Step 2: Analyze the data
Once you’ve sent your survey to your email list, wait a few days.
Keep reminding people to fill it out. (Remember: 2-3 emails minimum.)
Then, after a handful of days, you should have enough data to run an analysis.
Here’s my recommended approach:
First, dig into the data yourself (manually!).
Go through the responses and see what patterns or interesting trends you notice.
What problems keep coming up?
What goals are most common?
Are there any surprises?
This manual pass is important because you’ll pick up on nuances that AI might miss.
Then, use AI to go deeper.
Export your survey results as a CSV file and upload it to ChatGPT or Claude.
Ask it to analyze the data and identify:
Common pain points and challenges
Recurring goals and aspirations
Patterns in who your audience is (roles, industries, stages)
Potential product opportunities based on what you’re seeing
Here’s the key:
Don’t jump straight to brainstorming products.
First, focus on identifying problems worth solving.
Once you’ve identified the most common and most painful problems your audience has - that’s when you start brainstorming product ideas that could help them solve those problems.
Quick side note: If you want help figuring out which product formats to start with, check out the 10K Product Accelerator guide I put together.
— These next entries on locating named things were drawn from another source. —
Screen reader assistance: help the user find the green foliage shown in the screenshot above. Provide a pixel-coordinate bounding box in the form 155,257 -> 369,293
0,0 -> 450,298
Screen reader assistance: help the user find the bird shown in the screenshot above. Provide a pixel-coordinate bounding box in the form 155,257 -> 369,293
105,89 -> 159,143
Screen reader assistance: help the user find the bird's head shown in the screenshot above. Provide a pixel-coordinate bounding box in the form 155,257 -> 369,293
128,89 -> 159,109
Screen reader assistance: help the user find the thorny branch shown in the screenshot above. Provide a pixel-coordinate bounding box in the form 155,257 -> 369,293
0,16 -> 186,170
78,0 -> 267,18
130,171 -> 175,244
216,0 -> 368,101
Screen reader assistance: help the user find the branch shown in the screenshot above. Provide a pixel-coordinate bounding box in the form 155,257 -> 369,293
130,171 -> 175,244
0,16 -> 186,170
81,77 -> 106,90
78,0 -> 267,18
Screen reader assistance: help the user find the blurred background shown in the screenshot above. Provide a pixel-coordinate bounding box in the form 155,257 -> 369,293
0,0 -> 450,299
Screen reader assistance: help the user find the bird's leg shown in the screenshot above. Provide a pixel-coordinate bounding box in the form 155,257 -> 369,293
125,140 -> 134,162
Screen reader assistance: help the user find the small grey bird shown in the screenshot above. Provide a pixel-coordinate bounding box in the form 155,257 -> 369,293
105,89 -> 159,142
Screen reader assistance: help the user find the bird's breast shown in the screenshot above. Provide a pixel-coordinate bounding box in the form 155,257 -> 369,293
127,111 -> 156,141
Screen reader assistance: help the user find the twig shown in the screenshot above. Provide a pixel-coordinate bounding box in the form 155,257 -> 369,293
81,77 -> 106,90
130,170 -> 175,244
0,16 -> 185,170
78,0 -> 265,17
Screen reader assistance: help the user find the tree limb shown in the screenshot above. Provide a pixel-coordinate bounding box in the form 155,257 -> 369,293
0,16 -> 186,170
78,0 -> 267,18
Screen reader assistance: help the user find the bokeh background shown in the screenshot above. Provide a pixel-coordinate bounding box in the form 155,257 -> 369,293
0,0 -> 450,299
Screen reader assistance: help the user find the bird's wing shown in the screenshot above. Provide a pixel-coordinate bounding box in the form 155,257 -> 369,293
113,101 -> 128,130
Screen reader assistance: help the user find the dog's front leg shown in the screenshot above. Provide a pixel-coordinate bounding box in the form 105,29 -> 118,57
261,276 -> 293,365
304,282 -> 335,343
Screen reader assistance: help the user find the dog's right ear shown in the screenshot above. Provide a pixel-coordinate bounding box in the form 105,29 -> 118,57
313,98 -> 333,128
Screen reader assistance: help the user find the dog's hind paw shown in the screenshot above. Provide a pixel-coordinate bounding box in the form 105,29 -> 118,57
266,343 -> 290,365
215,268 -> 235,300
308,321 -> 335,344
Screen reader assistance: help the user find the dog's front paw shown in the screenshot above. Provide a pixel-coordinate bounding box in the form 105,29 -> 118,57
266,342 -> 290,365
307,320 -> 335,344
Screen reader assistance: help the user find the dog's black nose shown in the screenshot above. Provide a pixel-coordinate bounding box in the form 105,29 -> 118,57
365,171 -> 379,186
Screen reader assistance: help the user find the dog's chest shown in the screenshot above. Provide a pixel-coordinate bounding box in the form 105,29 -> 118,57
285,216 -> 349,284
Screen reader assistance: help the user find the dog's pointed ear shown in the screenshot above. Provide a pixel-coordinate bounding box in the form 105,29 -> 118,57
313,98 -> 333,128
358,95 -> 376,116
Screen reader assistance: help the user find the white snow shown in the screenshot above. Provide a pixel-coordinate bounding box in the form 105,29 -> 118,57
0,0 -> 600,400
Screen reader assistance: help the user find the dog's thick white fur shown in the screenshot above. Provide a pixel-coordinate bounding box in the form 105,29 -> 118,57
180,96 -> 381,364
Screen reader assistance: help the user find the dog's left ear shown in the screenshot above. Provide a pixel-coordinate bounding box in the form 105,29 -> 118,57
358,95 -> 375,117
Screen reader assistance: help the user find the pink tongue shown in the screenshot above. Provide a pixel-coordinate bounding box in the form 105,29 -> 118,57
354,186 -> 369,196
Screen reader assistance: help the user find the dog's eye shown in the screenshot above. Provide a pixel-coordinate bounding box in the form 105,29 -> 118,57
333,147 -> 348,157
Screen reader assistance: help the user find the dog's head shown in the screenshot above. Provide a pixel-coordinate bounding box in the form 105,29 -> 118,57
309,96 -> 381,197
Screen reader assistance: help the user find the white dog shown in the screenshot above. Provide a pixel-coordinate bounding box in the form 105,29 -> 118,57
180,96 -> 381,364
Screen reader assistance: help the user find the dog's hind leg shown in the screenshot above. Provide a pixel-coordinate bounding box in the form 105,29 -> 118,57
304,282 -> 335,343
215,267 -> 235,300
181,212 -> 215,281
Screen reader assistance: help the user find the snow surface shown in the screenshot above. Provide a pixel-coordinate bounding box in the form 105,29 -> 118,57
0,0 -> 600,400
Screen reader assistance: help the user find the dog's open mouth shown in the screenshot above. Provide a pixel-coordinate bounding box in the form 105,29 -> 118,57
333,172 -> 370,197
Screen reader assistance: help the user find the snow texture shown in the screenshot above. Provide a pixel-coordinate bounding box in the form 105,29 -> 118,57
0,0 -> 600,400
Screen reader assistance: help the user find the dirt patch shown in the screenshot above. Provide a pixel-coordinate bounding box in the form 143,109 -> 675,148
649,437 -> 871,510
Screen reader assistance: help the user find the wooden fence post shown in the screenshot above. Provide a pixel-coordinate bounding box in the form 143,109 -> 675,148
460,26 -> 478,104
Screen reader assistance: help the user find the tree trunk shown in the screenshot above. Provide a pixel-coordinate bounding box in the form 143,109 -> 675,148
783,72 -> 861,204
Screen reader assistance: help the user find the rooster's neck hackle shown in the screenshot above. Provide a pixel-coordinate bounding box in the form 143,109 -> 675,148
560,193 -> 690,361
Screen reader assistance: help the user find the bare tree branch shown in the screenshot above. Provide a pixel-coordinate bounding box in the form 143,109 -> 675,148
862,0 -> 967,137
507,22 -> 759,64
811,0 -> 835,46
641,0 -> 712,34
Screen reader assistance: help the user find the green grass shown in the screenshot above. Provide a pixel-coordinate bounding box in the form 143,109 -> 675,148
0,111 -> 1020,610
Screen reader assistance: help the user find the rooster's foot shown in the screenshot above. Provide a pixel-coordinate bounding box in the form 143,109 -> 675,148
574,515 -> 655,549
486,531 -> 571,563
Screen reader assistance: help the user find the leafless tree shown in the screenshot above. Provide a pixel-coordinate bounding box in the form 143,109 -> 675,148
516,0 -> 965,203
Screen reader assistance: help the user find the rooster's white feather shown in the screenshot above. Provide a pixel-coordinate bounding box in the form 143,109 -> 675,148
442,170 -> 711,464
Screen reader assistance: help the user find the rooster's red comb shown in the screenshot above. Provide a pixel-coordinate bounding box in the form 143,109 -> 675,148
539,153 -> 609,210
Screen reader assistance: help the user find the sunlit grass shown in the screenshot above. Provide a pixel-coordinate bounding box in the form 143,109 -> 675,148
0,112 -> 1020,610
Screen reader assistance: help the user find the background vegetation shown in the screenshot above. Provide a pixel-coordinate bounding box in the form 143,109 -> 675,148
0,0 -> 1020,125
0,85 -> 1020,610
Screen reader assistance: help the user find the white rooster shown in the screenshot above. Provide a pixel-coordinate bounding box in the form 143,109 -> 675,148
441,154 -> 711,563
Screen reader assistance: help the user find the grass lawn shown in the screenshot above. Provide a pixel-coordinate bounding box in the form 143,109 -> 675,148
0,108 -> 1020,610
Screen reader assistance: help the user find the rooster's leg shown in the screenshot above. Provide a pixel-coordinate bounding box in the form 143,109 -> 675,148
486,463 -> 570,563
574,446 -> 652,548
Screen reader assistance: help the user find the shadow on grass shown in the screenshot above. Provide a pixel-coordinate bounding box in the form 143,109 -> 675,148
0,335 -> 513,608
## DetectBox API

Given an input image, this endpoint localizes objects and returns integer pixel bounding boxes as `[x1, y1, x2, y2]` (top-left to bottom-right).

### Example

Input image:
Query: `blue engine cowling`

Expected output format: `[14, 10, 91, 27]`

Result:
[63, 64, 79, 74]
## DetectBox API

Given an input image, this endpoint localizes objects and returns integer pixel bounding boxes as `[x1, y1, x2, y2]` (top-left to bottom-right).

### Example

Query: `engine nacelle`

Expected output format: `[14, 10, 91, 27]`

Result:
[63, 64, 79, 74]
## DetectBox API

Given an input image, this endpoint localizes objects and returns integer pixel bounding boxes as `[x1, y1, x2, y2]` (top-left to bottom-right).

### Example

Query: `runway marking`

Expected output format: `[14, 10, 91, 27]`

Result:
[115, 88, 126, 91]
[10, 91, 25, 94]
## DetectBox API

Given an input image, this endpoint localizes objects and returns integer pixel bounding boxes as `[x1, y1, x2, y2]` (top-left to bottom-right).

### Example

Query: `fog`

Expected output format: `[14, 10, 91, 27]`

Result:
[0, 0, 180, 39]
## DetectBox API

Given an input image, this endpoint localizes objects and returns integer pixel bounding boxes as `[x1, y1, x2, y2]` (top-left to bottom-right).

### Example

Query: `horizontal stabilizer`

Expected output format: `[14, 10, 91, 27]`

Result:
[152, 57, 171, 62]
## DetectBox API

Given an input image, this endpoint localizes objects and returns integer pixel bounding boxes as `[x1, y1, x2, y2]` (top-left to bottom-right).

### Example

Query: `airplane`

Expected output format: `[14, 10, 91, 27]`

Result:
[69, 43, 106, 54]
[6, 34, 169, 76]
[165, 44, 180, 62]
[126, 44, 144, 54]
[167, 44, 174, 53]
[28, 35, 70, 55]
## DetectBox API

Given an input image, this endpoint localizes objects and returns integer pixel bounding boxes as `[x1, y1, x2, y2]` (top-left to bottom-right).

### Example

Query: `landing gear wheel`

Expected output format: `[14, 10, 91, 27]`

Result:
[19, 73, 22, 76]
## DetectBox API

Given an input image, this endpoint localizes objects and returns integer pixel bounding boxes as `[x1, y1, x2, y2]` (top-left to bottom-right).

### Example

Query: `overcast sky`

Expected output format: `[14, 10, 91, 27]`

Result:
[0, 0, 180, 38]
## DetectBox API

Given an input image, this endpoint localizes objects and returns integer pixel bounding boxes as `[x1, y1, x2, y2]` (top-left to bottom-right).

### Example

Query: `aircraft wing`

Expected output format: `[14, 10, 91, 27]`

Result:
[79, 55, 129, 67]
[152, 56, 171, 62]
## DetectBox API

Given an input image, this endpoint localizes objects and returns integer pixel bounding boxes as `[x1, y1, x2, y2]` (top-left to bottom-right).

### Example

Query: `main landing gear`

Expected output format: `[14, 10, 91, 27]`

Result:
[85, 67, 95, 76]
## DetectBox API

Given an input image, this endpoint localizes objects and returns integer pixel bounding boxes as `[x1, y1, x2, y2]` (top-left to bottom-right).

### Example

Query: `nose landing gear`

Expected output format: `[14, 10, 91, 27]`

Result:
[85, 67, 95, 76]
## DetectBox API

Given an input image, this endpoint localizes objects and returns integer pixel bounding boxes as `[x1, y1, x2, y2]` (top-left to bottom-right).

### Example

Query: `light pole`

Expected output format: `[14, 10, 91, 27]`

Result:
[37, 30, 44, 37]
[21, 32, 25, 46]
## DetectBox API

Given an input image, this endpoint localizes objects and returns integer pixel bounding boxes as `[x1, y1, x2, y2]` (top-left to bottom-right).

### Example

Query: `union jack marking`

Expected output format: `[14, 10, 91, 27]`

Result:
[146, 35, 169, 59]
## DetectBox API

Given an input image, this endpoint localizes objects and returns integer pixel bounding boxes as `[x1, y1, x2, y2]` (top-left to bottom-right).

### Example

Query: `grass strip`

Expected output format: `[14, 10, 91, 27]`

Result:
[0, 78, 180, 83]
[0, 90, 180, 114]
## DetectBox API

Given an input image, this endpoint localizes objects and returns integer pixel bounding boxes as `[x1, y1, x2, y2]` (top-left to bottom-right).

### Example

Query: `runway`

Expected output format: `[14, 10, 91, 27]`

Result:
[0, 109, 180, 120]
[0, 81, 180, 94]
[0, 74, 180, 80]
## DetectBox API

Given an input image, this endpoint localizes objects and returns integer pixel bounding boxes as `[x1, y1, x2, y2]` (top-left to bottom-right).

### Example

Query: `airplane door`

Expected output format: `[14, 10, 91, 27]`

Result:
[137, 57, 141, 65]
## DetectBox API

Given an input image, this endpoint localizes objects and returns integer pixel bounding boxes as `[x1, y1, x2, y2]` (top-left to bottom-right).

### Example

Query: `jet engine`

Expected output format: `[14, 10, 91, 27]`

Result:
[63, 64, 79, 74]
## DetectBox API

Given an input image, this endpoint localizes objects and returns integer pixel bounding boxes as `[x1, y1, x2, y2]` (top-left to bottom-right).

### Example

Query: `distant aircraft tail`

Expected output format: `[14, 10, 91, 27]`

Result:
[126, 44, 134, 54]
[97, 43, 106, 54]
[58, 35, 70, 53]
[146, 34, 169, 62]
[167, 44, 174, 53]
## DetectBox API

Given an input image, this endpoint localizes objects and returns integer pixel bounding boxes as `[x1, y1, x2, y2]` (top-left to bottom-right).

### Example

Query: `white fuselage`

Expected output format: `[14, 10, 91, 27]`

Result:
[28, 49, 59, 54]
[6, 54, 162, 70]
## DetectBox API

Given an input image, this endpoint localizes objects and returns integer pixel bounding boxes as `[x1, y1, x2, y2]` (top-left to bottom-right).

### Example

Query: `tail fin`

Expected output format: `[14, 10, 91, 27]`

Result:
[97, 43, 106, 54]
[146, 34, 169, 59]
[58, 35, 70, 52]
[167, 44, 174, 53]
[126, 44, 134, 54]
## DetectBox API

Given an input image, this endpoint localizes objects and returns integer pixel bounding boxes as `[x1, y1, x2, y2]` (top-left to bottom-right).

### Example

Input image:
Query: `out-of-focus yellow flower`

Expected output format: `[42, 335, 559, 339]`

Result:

It breaks down different product formats and how to think about which one makes sense for your situation.
But here’s the thing:
Even once you’ve identified problems and brainstormed some product ideas...
You do NOT want to jump straight to building yet.
Instead, do this first:
Step 3: Test with an affiliate offer
This is the part most people skip.
Once you have the survey data and you’ve identified a potential product idea...
Don’t build it yet.
Instead, find someone in a similar niche who has already created a similar product.
Then run an affiliate campaign for their product to your list.
This is way better than rushing to create your own product because:
You get to test offer-market fit without building anything
You still monetize your list (affiliate commission)
You see exactly how your audience reacts to the offer
You learn what messaging resonates (and what doesn’t)
If the affiliate offer bombs, you just saved yourself months of work building something nobody wanted.
If it sells well, you now have validation that your audience has an appetite for that type of product - and you can go build your own version.
Either way, you win.
Now, just one pro tip here:
Look for offers that are easy to track.
Courses and digital products work great.
Service-based affiliates (like agencies), on the other hand, are harder to track and have more friction.